1. Temyiz olunan nihai kararların bozulması 6100 sayılı Kanun’un geçici 3 üncü maddesinin atfıyla 1086 sayılı Kanun’un 26.09.2004 tarihli ve 5236 sayılı Kanun'la yapılan değişiklikten önceki 428 inci maddesinde yer alan sebeplerden birinin varlığı hâlinde mümkündür.
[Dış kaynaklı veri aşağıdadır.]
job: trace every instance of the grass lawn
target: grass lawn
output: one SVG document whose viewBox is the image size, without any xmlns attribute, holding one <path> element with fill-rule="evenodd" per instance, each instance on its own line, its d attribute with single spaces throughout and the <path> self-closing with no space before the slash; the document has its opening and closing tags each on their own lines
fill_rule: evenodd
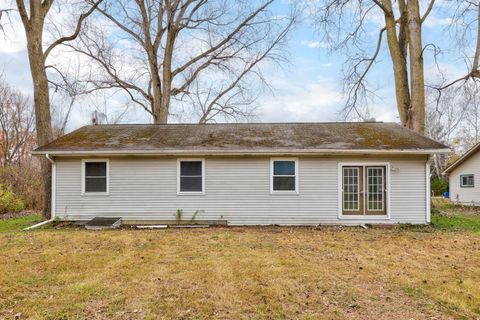
<svg viewBox="0 0 480 320">
<path fill-rule="evenodd" d="M 4 231 L 0 319 L 480 318 L 479 253 L 436 226 Z"/>
</svg>

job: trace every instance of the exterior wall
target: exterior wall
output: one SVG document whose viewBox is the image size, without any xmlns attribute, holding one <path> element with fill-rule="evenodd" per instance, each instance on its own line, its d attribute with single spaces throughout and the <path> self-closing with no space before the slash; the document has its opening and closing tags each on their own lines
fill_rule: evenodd
<svg viewBox="0 0 480 320">
<path fill-rule="evenodd" d="M 109 158 L 109 195 L 81 194 L 81 159 L 56 158 L 55 215 L 66 220 L 95 216 L 126 220 L 188 219 L 229 225 L 426 223 L 425 157 L 300 157 L 299 193 L 270 193 L 270 157 L 206 157 L 205 194 L 177 194 L 177 159 Z M 390 218 L 341 219 L 338 163 L 390 164 Z M 202 211 L 203 210 L 203 211 Z"/>
<path fill-rule="evenodd" d="M 474 187 L 460 187 L 460 175 L 473 174 Z M 480 205 L 480 152 L 473 154 L 449 175 L 450 199 Z"/>
</svg>

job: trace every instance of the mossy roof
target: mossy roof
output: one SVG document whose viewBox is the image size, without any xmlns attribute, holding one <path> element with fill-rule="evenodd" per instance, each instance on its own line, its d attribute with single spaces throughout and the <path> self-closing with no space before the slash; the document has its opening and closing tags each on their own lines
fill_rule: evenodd
<svg viewBox="0 0 480 320">
<path fill-rule="evenodd" d="M 34 153 L 435 151 L 447 147 L 395 123 L 89 125 Z"/>
</svg>

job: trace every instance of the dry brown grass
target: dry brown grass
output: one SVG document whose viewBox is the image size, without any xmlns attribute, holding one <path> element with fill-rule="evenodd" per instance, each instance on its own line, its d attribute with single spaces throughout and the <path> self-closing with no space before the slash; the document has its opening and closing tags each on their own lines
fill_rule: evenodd
<svg viewBox="0 0 480 320">
<path fill-rule="evenodd" d="M 10 232 L 0 266 L 0 318 L 480 318 L 478 233 Z"/>
</svg>

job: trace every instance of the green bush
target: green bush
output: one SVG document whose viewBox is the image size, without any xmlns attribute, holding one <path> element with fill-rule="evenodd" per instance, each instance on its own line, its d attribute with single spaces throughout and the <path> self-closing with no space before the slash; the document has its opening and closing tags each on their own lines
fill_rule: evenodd
<svg viewBox="0 0 480 320">
<path fill-rule="evenodd" d="M 442 196 L 445 191 L 448 191 L 448 181 L 434 178 L 430 181 L 430 188 L 434 196 Z"/>
<path fill-rule="evenodd" d="M 23 200 L 26 209 L 41 210 L 42 180 L 39 165 L 32 163 L 0 168 L 0 181 Z"/>
<path fill-rule="evenodd" d="M 12 188 L 0 184 L 0 214 L 19 212 L 24 209 L 23 200 L 13 193 Z"/>
</svg>

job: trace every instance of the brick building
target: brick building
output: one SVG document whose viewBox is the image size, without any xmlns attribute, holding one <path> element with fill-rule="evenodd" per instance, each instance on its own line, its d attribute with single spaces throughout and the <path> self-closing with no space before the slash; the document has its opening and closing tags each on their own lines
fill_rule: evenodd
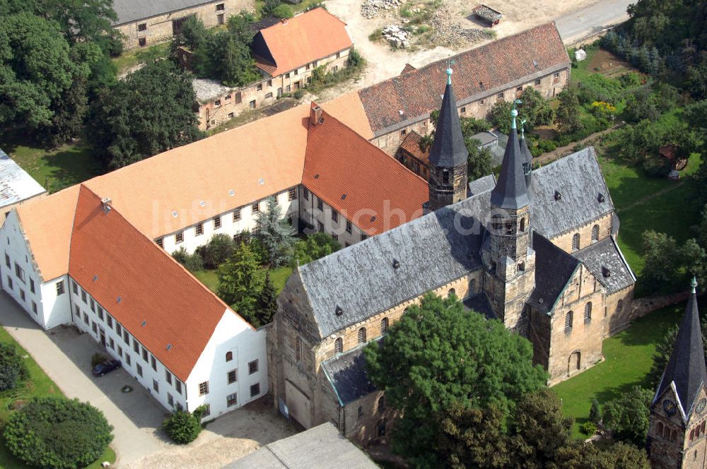
<svg viewBox="0 0 707 469">
<path fill-rule="evenodd" d="M 697 307 L 697 282 L 650 405 L 648 457 L 655 469 L 707 468 L 707 371 Z"/>
<path fill-rule="evenodd" d="M 461 116 L 484 118 L 499 100 L 515 99 L 533 87 L 545 97 L 561 91 L 570 78 L 570 59 L 554 23 L 503 37 L 450 58 L 468 80 L 455 89 Z M 347 112 L 368 122 L 375 145 L 393 154 L 412 131 L 431 130 L 430 112 L 439 109 L 448 59 L 420 69 L 407 66 L 398 76 L 351 93 L 359 102 Z M 337 114 L 334 114 L 335 116 Z"/>
<path fill-rule="evenodd" d="M 122 33 L 126 49 L 145 47 L 172 39 L 189 16 L 206 28 L 226 24 L 228 16 L 254 9 L 252 0 L 114 0 L 118 19 L 113 29 Z"/>
<path fill-rule="evenodd" d="M 364 444 L 385 437 L 395 415 L 362 349 L 427 292 L 527 338 L 550 384 L 600 361 L 603 339 L 629 319 L 636 279 L 593 149 L 531 171 L 514 117 L 498 181 L 467 192 L 457 108 L 448 81 L 429 157 L 434 211 L 298 267 L 278 299 L 270 388 L 305 427 L 330 421 Z"/>
<path fill-rule="evenodd" d="M 346 23 L 322 8 L 275 24 L 262 23 L 253 38 L 255 64 L 262 76 L 241 88 L 195 80 L 199 127 L 206 130 L 243 111 L 271 104 L 311 82 L 317 67 L 325 72 L 346 66 L 354 44 Z"/>
</svg>

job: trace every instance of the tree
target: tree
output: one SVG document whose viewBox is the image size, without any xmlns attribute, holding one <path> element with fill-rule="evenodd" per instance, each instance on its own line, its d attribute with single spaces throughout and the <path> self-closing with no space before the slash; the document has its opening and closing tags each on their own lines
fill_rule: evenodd
<svg viewBox="0 0 707 469">
<path fill-rule="evenodd" d="M 5 444 L 25 464 L 83 468 L 98 459 L 113 439 L 113 427 L 88 403 L 65 398 L 33 398 L 10 415 Z"/>
<path fill-rule="evenodd" d="M 633 386 L 604 405 L 604 425 L 614 432 L 617 439 L 643 448 L 648 433 L 653 397 L 650 391 Z"/>
<path fill-rule="evenodd" d="M 18 381 L 29 376 L 27 364 L 14 345 L 0 343 L 0 391 L 14 389 Z"/>
<path fill-rule="evenodd" d="M 296 241 L 296 231 L 290 219 L 282 216 L 282 207 L 277 199 L 270 197 L 267 200 L 267 209 L 258 212 L 256 218 L 255 237 L 263 244 L 273 267 L 289 263 L 292 251 Z"/>
<path fill-rule="evenodd" d="M 550 389 L 524 396 L 514 415 L 510 446 L 518 467 L 547 467 L 571 441 L 573 419 L 562 414 L 559 398 Z"/>
<path fill-rule="evenodd" d="M 508 412 L 526 393 L 545 386 L 532 365 L 530 343 L 498 321 L 465 311 L 455 297 L 426 295 L 364 349 L 371 381 L 400 411 L 394 451 L 414 465 L 438 465 L 439 416 L 454 405 Z"/>
<path fill-rule="evenodd" d="M 192 76 L 170 61 L 148 64 L 90 107 L 88 138 L 110 169 L 198 140 Z"/>
<path fill-rule="evenodd" d="M 557 95 L 560 105 L 555 111 L 555 124 L 560 132 L 573 133 L 582 129 L 579 120 L 579 99 L 574 88 L 568 88 Z"/>
<path fill-rule="evenodd" d="M 294 259 L 300 266 L 316 261 L 341 248 L 339 242 L 329 233 L 320 231 L 308 234 L 295 243 Z"/>
<path fill-rule="evenodd" d="M 235 252 L 218 268 L 217 294 L 241 315 L 252 315 L 262 287 L 263 273 L 248 245 L 241 243 Z"/>
<path fill-rule="evenodd" d="M 255 327 L 260 327 L 272 322 L 272 316 L 277 312 L 277 295 L 270 279 L 270 273 L 265 273 L 265 283 L 256 298 L 255 313 L 252 319 L 246 318 Z"/>
</svg>

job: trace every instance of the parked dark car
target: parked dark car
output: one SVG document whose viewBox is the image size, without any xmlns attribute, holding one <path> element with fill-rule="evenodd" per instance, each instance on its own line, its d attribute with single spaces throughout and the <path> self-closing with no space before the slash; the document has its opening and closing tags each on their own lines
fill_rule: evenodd
<svg viewBox="0 0 707 469">
<path fill-rule="evenodd" d="M 91 372 L 95 376 L 102 376 L 106 373 L 110 373 L 114 369 L 117 369 L 120 368 L 120 361 L 119 360 L 106 360 L 102 363 L 99 363 L 96 366 L 93 367 L 93 369 Z"/>
</svg>

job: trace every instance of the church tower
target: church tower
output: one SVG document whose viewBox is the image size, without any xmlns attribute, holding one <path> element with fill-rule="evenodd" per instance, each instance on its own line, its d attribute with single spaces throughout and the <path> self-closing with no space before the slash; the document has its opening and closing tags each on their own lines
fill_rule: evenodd
<svg viewBox="0 0 707 469">
<path fill-rule="evenodd" d="M 650 405 L 648 457 L 657 469 L 707 467 L 707 371 L 696 287 L 693 278 L 675 345 Z"/>
<path fill-rule="evenodd" d="M 515 118 L 501 174 L 491 193 L 489 242 L 483 254 L 486 266 L 484 290 L 496 317 L 506 326 L 527 335 L 525 303 L 535 287 L 535 252 L 530 247 L 530 200 Z"/>
<path fill-rule="evenodd" d="M 457 111 L 457 99 L 452 90 L 452 69 L 447 69 L 447 86 L 435 129 L 435 141 L 430 149 L 428 210 L 434 211 L 467 198 L 468 157 Z"/>
</svg>

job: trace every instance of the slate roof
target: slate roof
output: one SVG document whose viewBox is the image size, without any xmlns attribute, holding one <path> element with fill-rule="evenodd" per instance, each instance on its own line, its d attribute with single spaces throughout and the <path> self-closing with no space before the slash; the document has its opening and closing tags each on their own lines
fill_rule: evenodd
<svg viewBox="0 0 707 469">
<path fill-rule="evenodd" d="M 541 312 L 547 313 L 552 309 L 580 261 L 537 232 L 533 233 L 532 247 L 535 250 L 535 290 L 528 302 Z"/>
<path fill-rule="evenodd" d="M 695 285 L 694 281 L 693 285 Z M 679 398 L 678 404 L 682 405 L 685 421 L 687 421 L 697 393 L 707 384 L 697 295 L 694 289 L 687 300 L 680 328 L 675 338 L 675 345 L 660 379 L 660 384 L 658 385 L 653 402 L 671 387 L 673 383 Z"/>
<path fill-rule="evenodd" d="M 0 207 L 30 198 L 47 191 L 0 150 Z"/>
<path fill-rule="evenodd" d="M 525 83 L 551 71 L 569 67 L 570 59 L 554 23 L 495 40 L 450 58 L 456 61 L 457 105 L 481 99 L 510 83 Z M 405 73 L 358 91 L 370 127 L 377 136 L 426 119 L 440 109 L 448 59 Z M 402 111 L 402 114 L 399 112 Z"/>
<path fill-rule="evenodd" d="M 445 88 L 440 117 L 435 130 L 435 141 L 430 148 L 430 163 L 438 167 L 453 168 L 467 163 L 469 152 L 462 135 L 462 125 L 457 111 L 457 99 L 452 89 L 452 71 Z"/>
<path fill-rule="evenodd" d="M 496 207 L 517 210 L 530 205 L 523 172 L 523 158 L 514 124 L 508 136 L 508 144 L 506 146 L 498 181 L 491 193 L 491 203 Z"/>
<path fill-rule="evenodd" d="M 614 210 L 594 148 L 589 147 L 532 172 L 530 223 L 551 239 Z M 556 200 L 555 192 L 560 194 Z M 600 201 L 599 195 L 604 201 Z"/>
<path fill-rule="evenodd" d="M 375 391 L 366 372 L 363 347 L 329 358 L 322 367 L 344 405 Z"/>
<path fill-rule="evenodd" d="M 613 209 L 608 191 L 603 203 L 592 196 L 606 190 L 593 150 L 583 150 L 534 172 L 532 186 L 537 194 L 531 198 L 531 227 L 546 238 Z M 555 187 L 566 196 L 555 201 Z M 320 337 L 481 268 L 479 253 L 490 199 L 490 191 L 481 192 L 299 267 Z M 455 228 L 455 219 L 456 226 L 469 229 L 468 232 Z M 398 268 L 394 268 L 394 261 L 399 263 Z M 337 307 L 344 311 L 339 316 Z"/>
<path fill-rule="evenodd" d="M 575 252 L 574 256 L 599 279 L 609 294 L 636 282 L 636 276 L 612 237 L 590 244 Z"/>
<path fill-rule="evenodd" d="M 223 469 L 377 469 L 378 465 L 327 422 L 269 443 Z"/>
<path fill-rule="evenodd" d="M 218 1 L 220 0 L 113 0 L 113 10 L 118 16 L 113 25 L 146 19 L 197 5 L 215 4 Z"/>
</svg>

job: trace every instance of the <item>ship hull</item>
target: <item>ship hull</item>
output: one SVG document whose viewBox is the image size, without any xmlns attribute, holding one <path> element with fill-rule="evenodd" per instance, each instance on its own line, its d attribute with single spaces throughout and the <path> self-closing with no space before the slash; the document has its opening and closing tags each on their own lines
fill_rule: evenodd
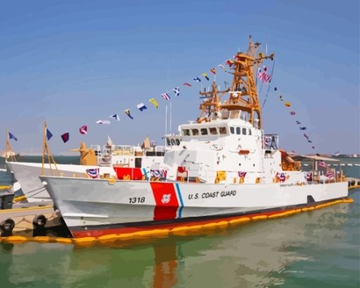
<svg viewBox="0 0 360 288">
<path fill-rule="evenodd" d="M 297 186 L 41 178 L 75 237 L 271 213 L 348 196 L 346 182 Z"/>
<path fill-rule="evenodd" d="M 42 172 L 42 163 L 32 162 L 6 162 L 6 169 L 14 174 L 15 178 L 20 183 L 23 193 L 30 203 L 51 202 L 52 198 L 39 179 Z M 115 172 L 112 167 L 90 167 L 84 165 L 58 164 L 56 167 L 59 173 L 65 176 L 73 176 L 74 174 L 82 176 L 86 174 L 86 169 L 97 167 L 100 174 L 108 173 L 114 175 Z M 56 174 L 55 166 L 49 164 L 44 164 L 44 174 Z"/>
</svg>

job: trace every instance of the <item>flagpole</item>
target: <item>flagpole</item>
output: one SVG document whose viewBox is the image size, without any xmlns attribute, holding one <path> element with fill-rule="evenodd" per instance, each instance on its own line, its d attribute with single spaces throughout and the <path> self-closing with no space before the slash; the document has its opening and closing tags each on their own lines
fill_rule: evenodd
<svg viewBox="0 0 360 288">
<path fill-rule="evenodd" d="M 169 124 L 169 133 L 172 133 L 172 102 L 170 101 L 170 124 Z"/>
<path fill-rule="evenodd" d="M 44 176 L 44 162 L 45 161 L 45 146 L 46 146 L 46 140 L 45 140 L 45 129 L 46 129 L 46 123 L 44 121 L 42 124 L 42 156 L 41 160 L 41 176 Z"/>
<path fill-rule="evenodd" d="M 165 107 L 165 136 L 167 134 L 167 104 Z M 165 138 L 166 143 L 166 138 Z"/>
</svg>

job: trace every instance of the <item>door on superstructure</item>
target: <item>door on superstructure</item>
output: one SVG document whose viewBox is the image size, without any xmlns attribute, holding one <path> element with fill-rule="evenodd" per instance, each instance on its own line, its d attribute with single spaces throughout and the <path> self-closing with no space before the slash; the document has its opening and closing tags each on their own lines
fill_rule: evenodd
<svg viewBox="0 0 360 288">
<path fill-rule="evenodd" d="M 135 168 L 141 168 L 143 158 L 135 158 Z"/>
</svg>

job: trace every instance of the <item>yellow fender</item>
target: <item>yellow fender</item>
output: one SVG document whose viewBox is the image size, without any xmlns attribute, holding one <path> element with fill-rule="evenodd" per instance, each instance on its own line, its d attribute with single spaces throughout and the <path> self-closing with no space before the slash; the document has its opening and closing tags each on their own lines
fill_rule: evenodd
<svg viewBox="0 0 360 288">
<path fill-rule="evenodd" d="M 267 215 L 258 215 L 258 216 L 253 216 L 251 217 L 251 220 L 256 221 L 256 220 L 264 220 L 267 218 L 268 218 Z"/>
<path fill-rule="evenodd" d="M 91 246 L 96 241 L 95 237 L 74 238 L 73 243 L 78 246 Z"/>
<path fill-rule="evenodd" d="M 24 243 L 28 241 L 28 238 L 23 237 L 22 236 L 9 236 L 5 237 L 3 240 L 5 243 Z"/>
<path fill-rule="evenodd" d="M 73 239 L 71 238 L 55 238 L 55 241 L 60 244 L 72 244 Z"/>
<path fill-rule="evenodd" d="M 241 218 L 233 219 L 232 220 L 229 221 L 229 224 L 230 225 L 237 225 L 238 224 L 244 224 L 250 221 L 250 218 L 248 217 L 242 217 Z"/>
</svg>

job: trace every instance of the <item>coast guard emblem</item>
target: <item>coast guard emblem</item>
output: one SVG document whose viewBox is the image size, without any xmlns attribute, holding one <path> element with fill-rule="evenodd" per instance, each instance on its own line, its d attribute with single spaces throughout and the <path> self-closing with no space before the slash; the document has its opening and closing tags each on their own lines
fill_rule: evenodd
<svg viewBox="0 0 360 288">
<path fill-rule="evenodd" d="M 163 194 L 162 199 L 161 200 L 161 203 L 162 204 L 168 203 L 169 202 L 170 202 L 171 196 L 172 196 L 172 194 Z"/>
</svg>

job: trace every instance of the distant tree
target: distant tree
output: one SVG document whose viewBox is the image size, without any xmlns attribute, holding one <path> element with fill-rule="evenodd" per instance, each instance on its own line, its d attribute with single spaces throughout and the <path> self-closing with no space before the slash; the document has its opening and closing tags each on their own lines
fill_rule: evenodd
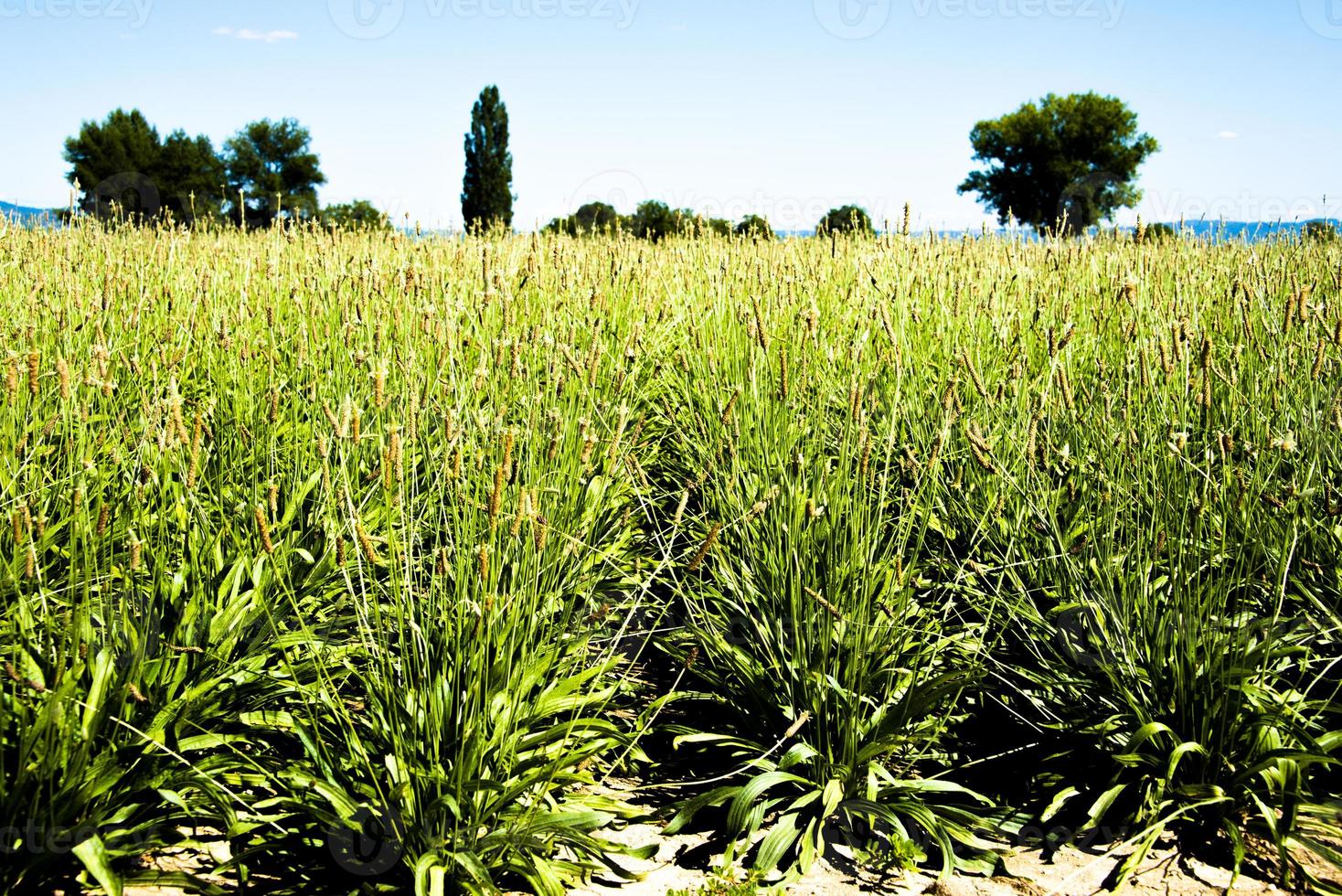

2. Temyizen incelenen mahkeme kararının bozmaya uygun olduğu, kararda ve kararın gerekçesinde hukuk kurallarının somut olaya uygulanmasında bir isabetsizlik bulunmadığı, davacı idarenin aynı temyiz sebeplerini Dairemizin bozma ilâmı öncesinde sunduğu dilekçelerinde belirttiği, bozma öncesi toplanan belgeler üzerinden idarenin iddiasının denetlendiği, bozma ile kesinleşen ve karşı taraf yararına kazanılmış hak durumunu oluşturan yönlerin ise yeniden incelenmesine hukukça imkân bulunmadığı anlaşılmakla; temyiz dilekçesinde ileri sürülen nedenler kararın bozulmasını gerektirecek nitelikte görülmemiştir.

3. Buna karşın, bozma sonrası ikinci karar ile bakiye kamulaştırma bedeli olan 15.646.045,00 TL fark bedelin karar kesinleşinceye kadar üçer aylık vadeli hesaba yatırılmasına karar verildiği ve fark bedelin son karar tarihi olan 07.06.2022 tarihinde ödenmesine karar verildiği hâlde infazda tereddüt yaratacak şekilde ikinci karar tarihi olan 08.03.2019 tarihine kadar faiz işletilmesine karar verilmesi bozmayı gerektirir.

Ne var ki; bu yanılgının giderilmesi yeniden yargılama yapılmasını gerektirmediğinden Mahkeme kararının düzeltilerek onanması gerekir.

VI. KARAR

Açıklanan sebeplerle;

1. Taraf vekillerinin diğer temyiz itirazlarının reddine,

2. Taraf vekillerinin temyiz itirazlarının kısmen kabulü ile, temyiz olunan Mahkeme kararının (7) numaralı bendinde yer alan "ikinci karar tarihi olan 08.03.2019" ibaresinin çıkartılarak, yerine "karar tarihi olan 07.06.2022" ibaresinin yazılmasına kararın böylece DÜZELTİLEREK ONANMASINA,

Peşin alınan temyiz harçlarının istek hâlinde taraflara iadesine,

20.03.2023 tarihinde oy birliğiyle karar verildi.